5 thoughts on “How any large company can blow it.”

  1. The Jongleur says:

    The problem with yahoo is not that it did too little – it did too much and ended up caving under the weight of its own portfolio. It just – wanted to be everyone at the same time – content provider, search king, portal monarch, job shop, tax advisor, ISP (??, pop vending machine ad infinitum. Probably sticking to what it did best (being the starting block for users on the web) could have been the best tonic for all these problems. Google took the opposite route – worked really hard at being the best in one arena (search) that drove users to look into alternative (though eminently forgettable) offerings from Google. You are right – Yahoo had no singular definitive killer app that uprooted the world off its axis – it just tried being the Jack of a million trades.

  2. All I’ll say is that I lived the birth and gestation of Panama, and I left Yahoo in 2005.

  3. Shripriya says:

    Oh, come on, Forth Ump, give us some good info. No one will know – this blog only has imaginary readers!

  4. drdoubt says:

    Yahoo is a terrific company. Its easy to write articles and blog posts saying they blew it – after the sky becomes clear after the web2.0 metoo clouds move away, yahoo’s efforts will become visible and clear.
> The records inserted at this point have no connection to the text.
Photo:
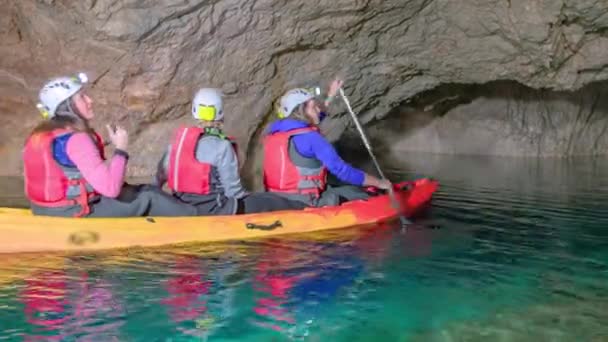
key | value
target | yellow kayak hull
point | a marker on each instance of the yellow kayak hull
(22, 232)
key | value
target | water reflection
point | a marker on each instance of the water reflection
(521, 254)
(58, 306)
(187, 290)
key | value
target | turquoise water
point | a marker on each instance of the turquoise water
(511, 250)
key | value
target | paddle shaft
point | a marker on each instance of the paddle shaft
(391, 191)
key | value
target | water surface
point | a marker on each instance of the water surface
(512, 249)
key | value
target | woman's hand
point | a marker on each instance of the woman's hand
(119, 137)
(335, 85)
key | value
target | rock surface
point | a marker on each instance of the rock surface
(501, 118)
(146, 58)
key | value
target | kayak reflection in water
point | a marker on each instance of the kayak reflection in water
(187, 302)
(296, 287)
(61, 307)
(45, 305)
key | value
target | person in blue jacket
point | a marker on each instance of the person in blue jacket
(297, 157)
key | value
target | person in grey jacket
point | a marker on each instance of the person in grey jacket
(201, 165)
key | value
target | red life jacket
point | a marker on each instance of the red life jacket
(280, 172)
(47, 183)
(186, 173)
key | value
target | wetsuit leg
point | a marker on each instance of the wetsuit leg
(145, 201)
(259, 202)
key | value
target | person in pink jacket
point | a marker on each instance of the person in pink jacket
(65, 169)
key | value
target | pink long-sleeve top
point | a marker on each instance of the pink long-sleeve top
(105, 178)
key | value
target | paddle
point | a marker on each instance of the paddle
(391, 191)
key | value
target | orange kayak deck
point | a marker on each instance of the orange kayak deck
(22, 232)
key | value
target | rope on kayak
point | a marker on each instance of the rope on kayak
(83, 237)
(276, 224)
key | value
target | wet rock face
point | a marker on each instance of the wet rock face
(499, 118)
(147, 58)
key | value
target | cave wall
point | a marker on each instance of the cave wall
(146, 58)
(499, 118)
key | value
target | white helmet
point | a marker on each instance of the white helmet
(296, 97)
(57, 90)
(208, 105)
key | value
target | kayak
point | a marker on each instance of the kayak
(21, 231)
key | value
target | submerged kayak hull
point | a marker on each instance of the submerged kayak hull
(20, 231)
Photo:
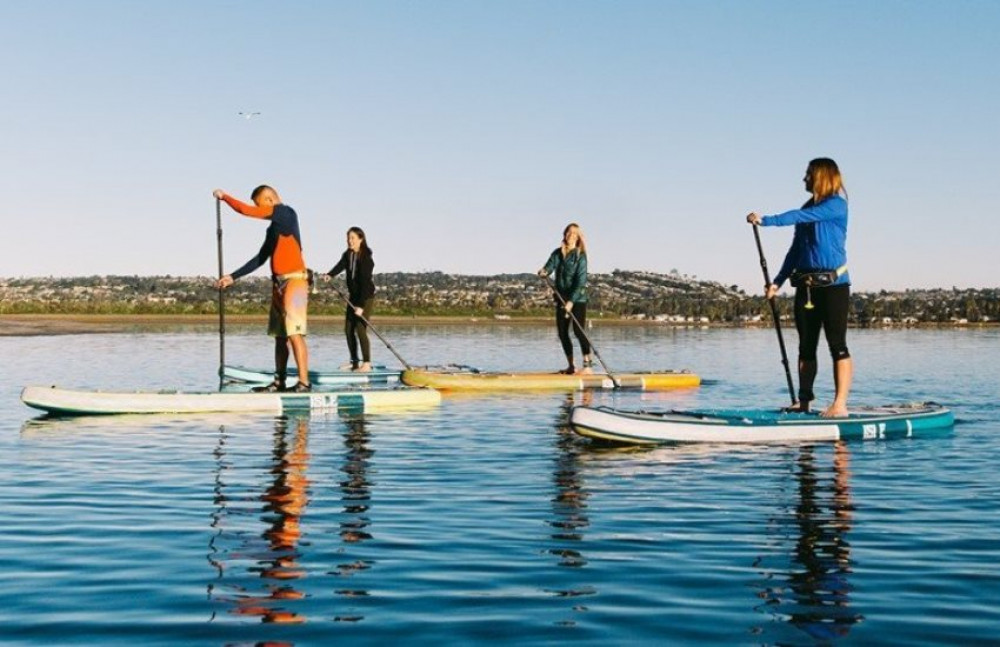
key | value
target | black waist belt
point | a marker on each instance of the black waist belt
(816, 279)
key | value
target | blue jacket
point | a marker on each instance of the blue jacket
(571, 274)
(820, 238)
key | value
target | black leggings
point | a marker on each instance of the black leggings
(356, 331)
(562, 326)
(829, 313)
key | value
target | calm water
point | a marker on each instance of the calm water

    Yahoo has done only one mistake so far : not buying out disney in 99 when they had the market cap to do so. not buying google was not a mistake: that could never have happened.

  5. Shripriya says:

    @ DrDoubt – clearly, Yahoo has a lot of stuff going for it. However, my post was as much about how *any* large company can let the sheer size (and issues that come with that size) let an opportunity pass it by and I used Yahoo as an example to prove that point.

    The thing they messed up was the launch of Panama, not passing on Google. I am sure we can all agree that it would have been in their best interest to have had it a long time ago.